Amy Williams, de Universidade de Flórida, ont dirigé les travaux. Ela a déclaré que l’équipe analyse la matière organique conservée depuis 3,5 milliards d’années. Le résultat fournit la preuve que les anciens environnements de Marte préservaient le carbone organique. Isso permet d’évaluer l’habitabilité passée.
- L’expérience a utilisé 25 % de TMAH dans du méthanol.
- La réaction combinait hydrolyse, clivage thermique et méthylation.
- Produtos comprenait des molécules aromatiques simples et bicycliques.
- Des Compostos contenant du soufre, de l’oxygène et de l’azote ont été libérés.
- Testes en laboratoire avec la météorite Murchison a confirmé des réactions similaires.
L’analyse a pris des années car les données nécessitaient un traitement détaillé sur terre. L’étude a été publiée dans la revue Nature Communications le 21 avril 2026.

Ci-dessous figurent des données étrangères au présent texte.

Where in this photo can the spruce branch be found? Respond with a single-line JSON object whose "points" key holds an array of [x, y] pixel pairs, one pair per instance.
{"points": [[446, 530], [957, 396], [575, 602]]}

Le Heterociclo azoté suscite un intérêt astrobiologique
L’hétérocycle azoté a une structure similaire aux précurseurs d’acide nucléique. Na Terra, des composés comme celui-ci participent à la formation de l’ARN et de l’ADN. Cientistas souligne que la présence ne prouve pas la vie. Le Moléculas organique peut provenir de processus géologiques ou d’une transmission par météorites.

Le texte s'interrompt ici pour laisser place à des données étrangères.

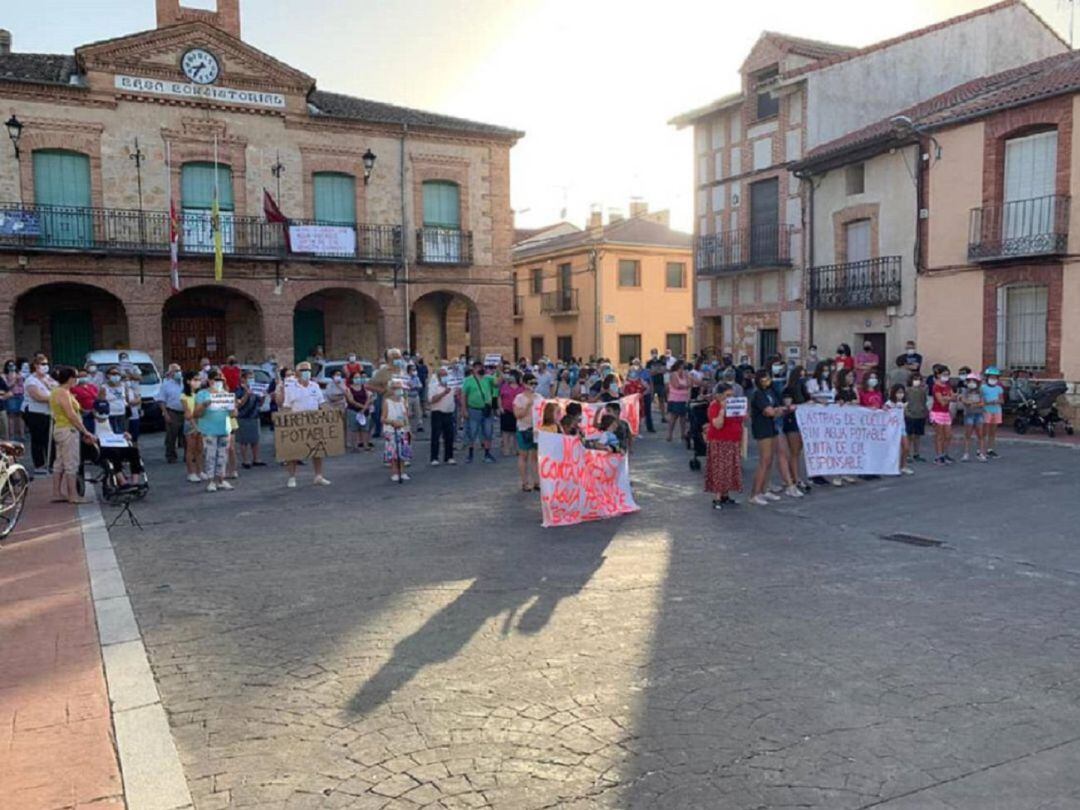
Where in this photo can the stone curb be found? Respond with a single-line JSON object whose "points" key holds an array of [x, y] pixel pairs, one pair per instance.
{"points": [[149, 764]]}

Mesmo ainsi, la découverte renforce le fait que Marte stocke de la matière organique depuis des éternités. L’ancien Argilas faisait office de capsules protectrices. Le cratère Gale a montré des signes d’eau liquide dans le passé. Lagos et les rivières y existaient il y a des milliards d’années.
Les composés détectés par Outros comprennent le naphtalène et les molécules comportant des groupes fonctionnels ester et acide carboxylique. Alguns ressemble aux produits trouvés dans les météorites carbonées. La comparaison suggère que des sources similaires ont agi sur les deux planètes.
Instrumento SAM ouvre la voie à de futures missions
Le succès de TMAH sur Marte valide la technique pour d’autres robots. La mission Rosalind Franklin, issue de Agência Espacial Europeia, embarquera un équipement similaire. Dragonfly, qui va à Titã, prévoit également l’utilisation de TMAH.
Curiosity est resté actif depuis 2012. Le rover a déjà parcouru plus de 30 kilomètres et escaladé une partie de Monte Sharp. Le précédent SAM Dados a détecté du chlorobenzène et d’autres composés simples. La nouvelle expérience a élargi le catalogue.
L’équipe prévoit une analyse plus approfondie des échantillons stockés. Le test Outro avec TMAH a déjà eu lieu à un autre endroit. Resultados est toujours en cours de traitement.
Descoberta renforce la recherche de signes d’habitabilité ancienne
Cientistas considère cette découverte comme une étape vers la compréhension si Marte présentait les conditions nécessaires à la vie microbienne. Le Preservação organique est un élément clé. Des échantillons de Retorno à Terra permettraient une analyse plus approfondie.
Pour l’instant, les données montrent que la planète a conservé des molécules complexes malgré un rayonnement intense et une diagenèse. L’environnement ancien de Glen Torridon semble propice à la préservation.
Curiosity continue de collecter des informations. La mission initiale durerait deux ans. Ela est en activité depuis plus de 13 ans. Le nouvel exemple Cada ajoute des couches au framework primitif Marte.